The increase to 4% was approved by seven of the nine members of the Monetary Policy Committee of the UK central bank, while two abstained. The majority of respondents claimed that the economy’s pricing pressures were being fueled by robust pay growth and a persistent labour shortage.
The key rate reached its highest level since 2008 as a result of the decision, which was the tenth hike since the BOE resumed raising rates in December 2021.
The economy is already in a recession, according to officials led by Governor Andrew Bailey, although it will last less time and be less severe than they had predicted in November. The risks associated with inflation are still “significantly weighted to the upside.” The committee cited this year’s unprecedented pay settlements.
The Bank of England’s prediction about GDP
The BOE predicted that the gross domestic product would fall by approximately 1% over the course of five quarters. The government of Prime Minister Rishi Sunak will have difficulties as a result of having to conduct elections by the beginning of 2025. According to the BOE, 500,000 additional employees will lose their employment before the economy reaches pre-pandemic levels of output, which won’t happen until at least 2026.
The BOE’s forecast of a contraction is nonetheless less severe than the 2.9% decline over eight quarters that was projected in November.
The BOE seems to support the market’s prediction that rates will peak at about 4.5% in the coming months, despite the gloomy overall picture. The panel stated that “additional tightening in monetary policy would be required if there were evidence of more sustained pressure.”
Right now, the market’s trajectory predicts rate reductions for 2019. The BOE withdrew its promise that it would react “forcefully,” which may be an indication that the cycle of rate increases is about to come to an end “if required.
The diversity of opinions regarding the MPC was a reflection of the difficulty in battling inflation, which is still hovering around a 40-year high and dealing with a bleak economic outlook.
Silvana Tenreyro and Swati Dhingra voted to maintain the status quo, arguing that the effects of earlier hikes had not yet fully materialized. Bailey and the majority of MPC members called for 50 basis points, and Catherine Mann, who previously voted in favour of a 75 basis-point rise, agreed.
The BOE reduced its forecast for the economy’s supply potential after observing that commerce was being negatively impacted by Britain’s exit from the European Union and that many people had left the labour market.

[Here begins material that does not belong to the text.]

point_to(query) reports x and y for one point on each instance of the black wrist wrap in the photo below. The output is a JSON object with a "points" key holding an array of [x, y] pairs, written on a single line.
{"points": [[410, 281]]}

On the rate market’s projected trajectory, consumer price inflation is below the desired 2% level in two years. However, decision-makers advised against taking the forecast too seriously. “A projection for inflation that considered these potential upside risks was found to be significantly closer to the 2% target, “added the committee.
The BOE reduced its forecast for potential output, which represents the economy’s maximum rate of growth for the next three years, from 0.9% in November and from 1.5% at its most recent “supply stock take,” to 0.7% “fifteen months ago The trend rate was 2.5% before the financial crisis, and it was roughly 1.5% in the ten years leading up to the epidemic.
The bank attributed the economic downturn to a number of factors, including Brexit, the pandemic, and the rise in energy prices. It specifically mentioned labour scarcity, weak company investment, and low productivity.
The cost of Brexit remains the same economically, but the BOE now thinks more of the effects would be felt immediately. It reaffirmed that because the UK left the EU free-trade area, “the level of productivity would be roughly 3.25% lower in the long run.”